The exact deduplication process produces the following directory structure:

```s
output_path/
├── ExactDuplicateIds/              # Duplicate identification results
│   └── *.parquet                   # Parquet files with document IDs to remove
└── exact_id_generator.json         # ID generator mapping (if assign_id=True)
```

### File Formats

The workflow produces these output files:

1. **Duplicate IDs** (`ExactDuplicateIds/*.parquet`):
   * Contains document IDs to remove
   * Format: Parquet files with a single ID column
   * Column name depends on `assign_id`:
     * When `assign_id=True`: Column is `"_curator_dedup_id"`
     * When `assign_id=False`: Column matches the `id_field` parameter (e.g., `"id"`)
   * **Important**: Contains only the IDs of documents to remove, not the full document content

2. **ID Generator** (`exact_id_generator.json`):
   * JSON file containing ID generator state
   * Required for removal workflow when `assign_id=True`
   * Ensures consistent ID mapping across workflow stages

<Accordion title="Performance Considerations">
  **Performance characteristics**:

  * Uses MD5 hashing over the configured text field to derive duplicate groups
  * Runs as a Ray-based workflow and writes duplicate IDs to the `ExactDuplicateIds/` directory
  * Stores only document IDs to remove in the output files, not full document content

  **Best practices**:

  * Use smaller `input_blocksize` values (`256MiB` to `512MiB`) with a larger `identification_batchsize` to target 2-6 GB of overall batches as memory allows.

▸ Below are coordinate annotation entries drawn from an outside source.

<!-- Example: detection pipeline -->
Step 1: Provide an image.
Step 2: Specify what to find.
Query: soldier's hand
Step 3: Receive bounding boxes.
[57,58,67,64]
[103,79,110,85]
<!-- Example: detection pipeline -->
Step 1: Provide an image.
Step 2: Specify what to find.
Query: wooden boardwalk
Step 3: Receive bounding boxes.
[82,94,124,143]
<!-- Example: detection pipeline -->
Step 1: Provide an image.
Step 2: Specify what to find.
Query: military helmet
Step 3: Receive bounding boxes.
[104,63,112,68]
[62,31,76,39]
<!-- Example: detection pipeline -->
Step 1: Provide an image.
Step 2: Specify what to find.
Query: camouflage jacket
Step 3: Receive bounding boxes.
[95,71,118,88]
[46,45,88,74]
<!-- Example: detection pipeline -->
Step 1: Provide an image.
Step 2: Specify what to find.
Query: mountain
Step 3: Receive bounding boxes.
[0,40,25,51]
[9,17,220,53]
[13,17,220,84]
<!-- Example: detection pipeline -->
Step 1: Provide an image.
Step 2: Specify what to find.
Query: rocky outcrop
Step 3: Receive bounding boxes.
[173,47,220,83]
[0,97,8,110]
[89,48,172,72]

For example, `input_blocksize="256MiB"` with `identification_batchsize=8` processes \~2 GB per insertion call. This improves both shuffle throughput and removal performance compared to the `2GiB` default.
  * Clear output directory between runs
  * Use `assign_id=True` for consistent ID tracking
  * Setting `total_nparts` to smaller values (`256` or `512`) often leads to better shuffle performance compared to the defaults for really large runs
  * For large cluster runs, tune `rmm_pool_size` and `spill_memory_limit` explicitly to match your hardware and dataset size
</Accordion>

For comparison with other deduplication methods and guidance on when to use exact deduplication, refer to the [Deduplication overview ](/curate-text/process-data/deduplication).